Tragically, Fiona, Ellie, and thousands of other girls from cities such as Oxford and Bradford were, it seems, the wrong kind of victims. White, working-class girls garnered little media interest, and few feminists rallied to their cause. The police officers and social workers who should have been protecting them treated them as liars, trouble-makers, or collaborators in their own exploitation. The identity of those accused was a major reason why officials refused to take the girls’ claims seriously: they feared that reporting and investigating Pakistani-heritage men would stir up community tensions and lead to them being branded racist.
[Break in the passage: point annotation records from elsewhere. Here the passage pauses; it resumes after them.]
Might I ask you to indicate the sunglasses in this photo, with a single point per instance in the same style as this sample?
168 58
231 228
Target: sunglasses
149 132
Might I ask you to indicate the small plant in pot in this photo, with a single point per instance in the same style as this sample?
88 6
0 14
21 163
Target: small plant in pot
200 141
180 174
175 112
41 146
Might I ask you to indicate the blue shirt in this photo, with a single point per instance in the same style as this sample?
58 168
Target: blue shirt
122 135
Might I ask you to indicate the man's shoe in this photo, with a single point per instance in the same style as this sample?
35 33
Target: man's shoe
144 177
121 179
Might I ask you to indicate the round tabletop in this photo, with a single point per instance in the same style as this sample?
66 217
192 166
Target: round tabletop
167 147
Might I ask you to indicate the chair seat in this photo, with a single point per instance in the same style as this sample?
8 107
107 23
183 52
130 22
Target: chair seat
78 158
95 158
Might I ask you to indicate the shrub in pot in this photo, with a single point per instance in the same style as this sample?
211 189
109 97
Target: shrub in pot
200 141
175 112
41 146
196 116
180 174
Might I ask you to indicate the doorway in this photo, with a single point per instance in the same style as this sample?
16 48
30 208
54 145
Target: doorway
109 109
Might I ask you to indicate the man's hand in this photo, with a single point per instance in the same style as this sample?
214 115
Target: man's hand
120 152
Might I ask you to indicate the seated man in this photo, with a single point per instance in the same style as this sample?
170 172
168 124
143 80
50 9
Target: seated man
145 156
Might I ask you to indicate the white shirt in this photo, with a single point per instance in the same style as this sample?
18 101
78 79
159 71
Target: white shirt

Things are supposed to be different today. Earlier this year, after weeks of obfuscation, the government finally announced a national inquiry into the grooming gangs. Both Goddard and Reynolds joined the victims’ liaison panel to ensure the voices of those who had endured abuse were heard. However, as the pair have made clear in their resignation letters this week, they are still struggling to have their concerns taken seriously.
The inquiry is still without either a timetable or a chairman. Goddard and Reynolds claim that they are – yet again – being silenced by ‘condescending and controlling language’ used towards them. Reynolds feared the Home Office was downplaying the ethnicity and religious background of perpetrators. Both are concerned that those put forward as chairman come from social work and policing – two professions involved in covering up the scale of abuse. In her letter, Goddard describes how ‘the secretive conduct and conditions imposed upon survivors has led to a toxic, fearful environment.’ Reynolds said she felt the inquiry had become ‘less about the truth and more about a cover-up’.
Surely, feminists who have previously urged us to ‘believe all women’ should now be defending Goddard and Reynolds, taking their concerns seriously and getting on with appointing a judge who has the support of victims to lead the national inquiry. Alas, no. Safeguarding minister Jess Phillips has, instead, denied claims of a cover-up. She insists the government remains ‘committed to exposing the failures’ that led to ‘these appalling crimes’. In a letter to MPs delivered yesterday, Phillips even had the gall to claim, ‘We are committed to ensuring that the survivor perspective remains at the heart of the process.’ Just not the perspective of Goddard and Reynolds then.
Grooming gangs thrived in Britain because the abused girls were the wrong kind of victims and their Pakistani-heritage rapists were the wrong kind of perpetrators. Now, as adults, these women continue to be the wrong kind of victims, wanting to lift the lid on the wrong kind of perpetrators. Their treatment continues to shame Britain.